The truth is, proper nutrition (sorry, no fast food meal preps), stress management, and sleep are going to get you most of the recovery you can get. Tools like cold plunges, red light therapy, saunas, or any other mainstream recovery modality getting hyped about aren’t going to make a huge difference in your recovery. Most likely, the stress of trying to find the time and money to use these tools will outweigh any benefits promised. Shoot to eat mostly clean foods with plenty of whole grains, fruits, vegetables, and lean proteins. Aim to sleep a consistent and quality 8 hours every night. Try your best to manage your stress, as it can quickly counteract any recovery effort you make.
Skipping gym sessions because “got to recover, man,” raises the same question as before: what are you recovering from? Long days happen to everyone. Days don’t go according to plan. Life sometimes is all about how efficiently you can change plans to keep progressing toward your goals. Get that training session in, and push yourself. Maybe you need to sacrifice an early night to get your workout in, but then you give yourself something to recover from and can feel good about that when you tuck in for the night. Track your workouts, and try to do better each time you step into the gym.

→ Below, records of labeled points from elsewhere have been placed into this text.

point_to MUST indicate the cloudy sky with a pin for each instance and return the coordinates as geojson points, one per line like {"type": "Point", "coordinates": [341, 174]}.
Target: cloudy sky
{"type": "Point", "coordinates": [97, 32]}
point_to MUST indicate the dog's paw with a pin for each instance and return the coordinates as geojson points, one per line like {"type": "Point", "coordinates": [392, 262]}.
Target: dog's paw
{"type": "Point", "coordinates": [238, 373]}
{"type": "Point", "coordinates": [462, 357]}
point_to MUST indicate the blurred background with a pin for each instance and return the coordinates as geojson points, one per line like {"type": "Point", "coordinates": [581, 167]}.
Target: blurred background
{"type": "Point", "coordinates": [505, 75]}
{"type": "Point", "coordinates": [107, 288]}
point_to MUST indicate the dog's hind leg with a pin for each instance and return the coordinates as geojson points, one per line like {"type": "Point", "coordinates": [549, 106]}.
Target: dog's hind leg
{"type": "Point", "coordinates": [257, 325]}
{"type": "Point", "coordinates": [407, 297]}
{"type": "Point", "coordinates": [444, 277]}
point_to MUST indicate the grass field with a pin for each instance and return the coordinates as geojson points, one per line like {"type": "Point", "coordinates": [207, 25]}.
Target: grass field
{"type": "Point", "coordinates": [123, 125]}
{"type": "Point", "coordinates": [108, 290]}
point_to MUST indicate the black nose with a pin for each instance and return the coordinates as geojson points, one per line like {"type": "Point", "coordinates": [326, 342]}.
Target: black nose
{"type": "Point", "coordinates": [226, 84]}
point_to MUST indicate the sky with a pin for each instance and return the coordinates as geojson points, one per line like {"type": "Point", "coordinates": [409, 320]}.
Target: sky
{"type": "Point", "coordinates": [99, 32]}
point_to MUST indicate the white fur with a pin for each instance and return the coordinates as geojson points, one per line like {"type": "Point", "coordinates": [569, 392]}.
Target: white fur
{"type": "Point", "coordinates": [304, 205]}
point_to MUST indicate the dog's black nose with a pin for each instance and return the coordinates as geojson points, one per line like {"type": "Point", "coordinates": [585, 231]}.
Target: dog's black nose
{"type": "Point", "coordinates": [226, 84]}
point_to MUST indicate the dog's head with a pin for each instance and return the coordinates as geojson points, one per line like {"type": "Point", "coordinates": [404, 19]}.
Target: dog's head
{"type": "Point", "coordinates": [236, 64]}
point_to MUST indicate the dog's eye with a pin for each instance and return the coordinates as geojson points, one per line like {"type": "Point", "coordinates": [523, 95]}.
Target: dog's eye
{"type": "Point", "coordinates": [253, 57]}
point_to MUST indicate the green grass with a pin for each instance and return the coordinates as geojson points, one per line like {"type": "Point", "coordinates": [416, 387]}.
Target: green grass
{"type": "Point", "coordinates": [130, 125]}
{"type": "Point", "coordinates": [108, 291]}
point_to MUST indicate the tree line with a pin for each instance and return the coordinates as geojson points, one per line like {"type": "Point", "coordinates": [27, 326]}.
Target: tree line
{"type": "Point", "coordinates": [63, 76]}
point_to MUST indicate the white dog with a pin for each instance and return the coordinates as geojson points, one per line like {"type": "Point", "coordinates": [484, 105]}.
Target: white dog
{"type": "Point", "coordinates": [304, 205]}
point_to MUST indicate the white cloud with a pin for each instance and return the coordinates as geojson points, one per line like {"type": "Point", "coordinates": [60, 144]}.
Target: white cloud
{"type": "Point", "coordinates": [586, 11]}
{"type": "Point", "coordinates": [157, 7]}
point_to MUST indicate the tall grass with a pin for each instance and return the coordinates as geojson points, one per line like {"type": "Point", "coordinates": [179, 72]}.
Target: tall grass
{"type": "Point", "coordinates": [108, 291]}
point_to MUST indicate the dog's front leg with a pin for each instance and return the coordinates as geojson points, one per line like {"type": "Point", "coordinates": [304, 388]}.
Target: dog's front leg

Whether that be with more sets, more reps, more weight, shorter rest times, better and more controlled technique at the same weight, or shorter workout time total, beat the record you had last time, and you will keep progressing. Focus on those three recovery modalities mentioned: nutrition, stress management, and sleep. If you can master those, and you are still under-recovering from session to session, maybe it will be time to try out one of the fancy recovery tools all over the internet, or maybe it is time to structure your workouts smarter. Either way, just train hard.